La première basilique sur ce site avait été achevée en 360, mais avait été grandement endommagée lors des émeutes de la sédition Nika, en même temps que la majeure partie du reste de la ville. La sédition Nika de 532, déclenchée par des affrontements entre les Bleus et les Verts, supporters d'équipes rivales dans l'hippodrome, laissa la cité en cendres et provoqua quelque trente mille morts. Justinien, un homme pieux, voulait une église qui ne pouvait pas brûler. Alors, il se tourna vers Isidore et Anthémius de Tralles.

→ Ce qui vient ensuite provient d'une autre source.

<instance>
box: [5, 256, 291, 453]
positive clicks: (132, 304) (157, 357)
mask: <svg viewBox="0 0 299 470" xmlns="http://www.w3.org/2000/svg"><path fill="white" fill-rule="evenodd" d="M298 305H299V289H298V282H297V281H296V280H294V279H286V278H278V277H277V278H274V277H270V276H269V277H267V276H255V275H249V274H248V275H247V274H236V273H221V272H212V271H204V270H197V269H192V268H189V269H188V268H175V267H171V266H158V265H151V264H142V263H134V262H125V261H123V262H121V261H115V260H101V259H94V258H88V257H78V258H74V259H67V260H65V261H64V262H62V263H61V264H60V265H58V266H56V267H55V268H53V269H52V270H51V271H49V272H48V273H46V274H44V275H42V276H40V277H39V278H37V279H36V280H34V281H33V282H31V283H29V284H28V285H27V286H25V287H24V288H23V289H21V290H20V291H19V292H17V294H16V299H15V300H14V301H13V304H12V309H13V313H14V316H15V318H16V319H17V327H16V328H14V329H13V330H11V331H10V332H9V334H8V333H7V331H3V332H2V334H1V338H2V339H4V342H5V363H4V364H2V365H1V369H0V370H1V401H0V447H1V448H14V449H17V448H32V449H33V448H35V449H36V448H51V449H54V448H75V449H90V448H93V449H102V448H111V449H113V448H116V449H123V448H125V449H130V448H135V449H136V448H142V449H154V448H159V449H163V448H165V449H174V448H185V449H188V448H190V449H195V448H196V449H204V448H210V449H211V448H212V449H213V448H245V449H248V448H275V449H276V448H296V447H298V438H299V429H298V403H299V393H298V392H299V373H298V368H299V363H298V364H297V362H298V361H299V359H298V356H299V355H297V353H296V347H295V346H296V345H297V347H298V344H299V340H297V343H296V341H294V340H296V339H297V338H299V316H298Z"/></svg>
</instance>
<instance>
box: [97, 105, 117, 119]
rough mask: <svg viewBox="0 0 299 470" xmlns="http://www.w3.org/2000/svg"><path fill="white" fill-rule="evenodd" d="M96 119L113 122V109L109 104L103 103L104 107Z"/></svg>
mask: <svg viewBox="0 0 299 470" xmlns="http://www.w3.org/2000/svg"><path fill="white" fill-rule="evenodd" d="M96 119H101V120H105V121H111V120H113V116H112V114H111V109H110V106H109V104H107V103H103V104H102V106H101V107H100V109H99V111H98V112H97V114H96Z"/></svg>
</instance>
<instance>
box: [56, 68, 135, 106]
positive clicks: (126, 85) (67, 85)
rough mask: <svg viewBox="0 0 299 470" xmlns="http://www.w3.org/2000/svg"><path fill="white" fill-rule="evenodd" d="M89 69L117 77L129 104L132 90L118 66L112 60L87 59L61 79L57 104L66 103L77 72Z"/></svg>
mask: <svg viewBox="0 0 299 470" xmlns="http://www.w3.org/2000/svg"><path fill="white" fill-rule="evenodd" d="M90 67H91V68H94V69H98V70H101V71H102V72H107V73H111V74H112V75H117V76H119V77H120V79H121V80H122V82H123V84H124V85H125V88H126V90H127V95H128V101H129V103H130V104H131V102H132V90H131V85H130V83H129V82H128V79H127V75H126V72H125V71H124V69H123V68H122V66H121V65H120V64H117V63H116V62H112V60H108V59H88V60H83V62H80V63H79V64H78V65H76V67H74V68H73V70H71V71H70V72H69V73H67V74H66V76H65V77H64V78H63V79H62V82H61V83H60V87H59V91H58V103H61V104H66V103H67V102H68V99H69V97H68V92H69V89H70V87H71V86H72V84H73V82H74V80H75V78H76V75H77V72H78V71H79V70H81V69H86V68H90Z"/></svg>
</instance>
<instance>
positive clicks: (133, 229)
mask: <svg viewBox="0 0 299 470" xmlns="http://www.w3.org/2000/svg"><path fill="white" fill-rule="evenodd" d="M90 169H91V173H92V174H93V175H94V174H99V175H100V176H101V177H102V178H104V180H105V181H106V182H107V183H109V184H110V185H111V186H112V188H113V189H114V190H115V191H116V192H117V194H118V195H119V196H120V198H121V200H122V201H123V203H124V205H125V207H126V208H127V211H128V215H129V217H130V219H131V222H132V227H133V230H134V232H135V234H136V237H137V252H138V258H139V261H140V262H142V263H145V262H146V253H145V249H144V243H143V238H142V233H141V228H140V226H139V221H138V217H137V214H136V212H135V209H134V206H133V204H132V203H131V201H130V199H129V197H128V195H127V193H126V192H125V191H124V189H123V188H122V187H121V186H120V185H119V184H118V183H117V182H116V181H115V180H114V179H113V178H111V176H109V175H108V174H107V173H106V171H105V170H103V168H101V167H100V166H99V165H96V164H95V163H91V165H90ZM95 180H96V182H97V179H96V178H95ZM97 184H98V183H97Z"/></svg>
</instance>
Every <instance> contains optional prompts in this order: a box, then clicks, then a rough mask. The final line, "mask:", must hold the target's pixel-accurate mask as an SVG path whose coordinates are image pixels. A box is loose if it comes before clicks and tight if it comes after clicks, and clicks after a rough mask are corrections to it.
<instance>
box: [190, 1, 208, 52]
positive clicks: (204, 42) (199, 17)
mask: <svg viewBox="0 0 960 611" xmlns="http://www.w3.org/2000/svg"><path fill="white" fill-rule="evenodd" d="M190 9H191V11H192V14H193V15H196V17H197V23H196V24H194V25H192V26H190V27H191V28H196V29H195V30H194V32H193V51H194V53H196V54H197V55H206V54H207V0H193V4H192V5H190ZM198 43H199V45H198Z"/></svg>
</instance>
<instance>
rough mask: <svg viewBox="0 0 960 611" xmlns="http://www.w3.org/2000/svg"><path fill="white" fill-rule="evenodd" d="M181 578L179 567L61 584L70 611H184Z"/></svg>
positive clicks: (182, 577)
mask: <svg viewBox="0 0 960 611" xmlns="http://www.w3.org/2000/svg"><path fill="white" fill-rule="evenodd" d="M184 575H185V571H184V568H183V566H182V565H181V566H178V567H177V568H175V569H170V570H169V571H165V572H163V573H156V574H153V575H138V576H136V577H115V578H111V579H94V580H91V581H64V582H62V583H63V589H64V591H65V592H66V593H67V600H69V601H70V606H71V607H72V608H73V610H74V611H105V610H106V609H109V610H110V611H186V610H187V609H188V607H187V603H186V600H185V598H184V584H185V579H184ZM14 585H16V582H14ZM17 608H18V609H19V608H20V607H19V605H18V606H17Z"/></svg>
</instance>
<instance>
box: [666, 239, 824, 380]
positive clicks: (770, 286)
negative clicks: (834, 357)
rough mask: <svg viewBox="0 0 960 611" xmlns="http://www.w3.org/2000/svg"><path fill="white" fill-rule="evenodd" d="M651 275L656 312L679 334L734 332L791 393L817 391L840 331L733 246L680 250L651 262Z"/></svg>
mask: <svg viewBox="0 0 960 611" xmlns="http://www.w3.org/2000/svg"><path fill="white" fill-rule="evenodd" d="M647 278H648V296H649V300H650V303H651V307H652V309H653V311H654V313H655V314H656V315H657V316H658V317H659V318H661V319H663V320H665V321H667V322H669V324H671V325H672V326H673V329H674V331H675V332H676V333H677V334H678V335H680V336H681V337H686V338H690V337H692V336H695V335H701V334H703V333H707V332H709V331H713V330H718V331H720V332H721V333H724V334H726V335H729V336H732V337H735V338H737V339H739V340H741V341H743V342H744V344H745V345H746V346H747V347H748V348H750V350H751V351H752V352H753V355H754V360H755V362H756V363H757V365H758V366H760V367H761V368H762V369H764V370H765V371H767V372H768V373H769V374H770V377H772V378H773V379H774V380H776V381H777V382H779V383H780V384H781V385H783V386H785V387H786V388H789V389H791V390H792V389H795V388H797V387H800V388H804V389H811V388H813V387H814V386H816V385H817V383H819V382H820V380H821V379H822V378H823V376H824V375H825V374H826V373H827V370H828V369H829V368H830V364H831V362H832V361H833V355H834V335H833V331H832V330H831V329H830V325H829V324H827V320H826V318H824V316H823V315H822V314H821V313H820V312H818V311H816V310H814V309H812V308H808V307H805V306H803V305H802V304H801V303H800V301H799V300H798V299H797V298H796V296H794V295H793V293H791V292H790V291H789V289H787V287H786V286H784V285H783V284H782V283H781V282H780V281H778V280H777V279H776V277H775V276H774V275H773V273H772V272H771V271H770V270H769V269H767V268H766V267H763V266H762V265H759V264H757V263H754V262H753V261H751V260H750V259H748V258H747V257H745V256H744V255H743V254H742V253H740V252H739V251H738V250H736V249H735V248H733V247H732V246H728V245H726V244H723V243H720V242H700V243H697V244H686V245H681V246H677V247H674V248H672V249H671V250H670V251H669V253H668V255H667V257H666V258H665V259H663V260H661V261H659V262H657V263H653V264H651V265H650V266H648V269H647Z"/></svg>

Leur concept se basait sur l'architecture romaine classique et des méthodes de construction modernes (pour l'époque). La basilique était axée sur une grande salle de 76 m sur 70 m, chapeautée par un énorme dôme, ce qui en faisait la plus grande église du royaume orthodoxe. La Basilique Sainte-Sophie fut achevée en à peine 5 ans, grâce à des milliers d'ouvriers "volontaires" et des tonnes de matériaux bruts "offerts" par les sujets de l'Empire. Isidore serait apparemment mort en 558, car lorsque le dôme fut endommagé par un tremblement de terre cette année-là, ce fut son neveu Isidorus qui supervisa les réparations.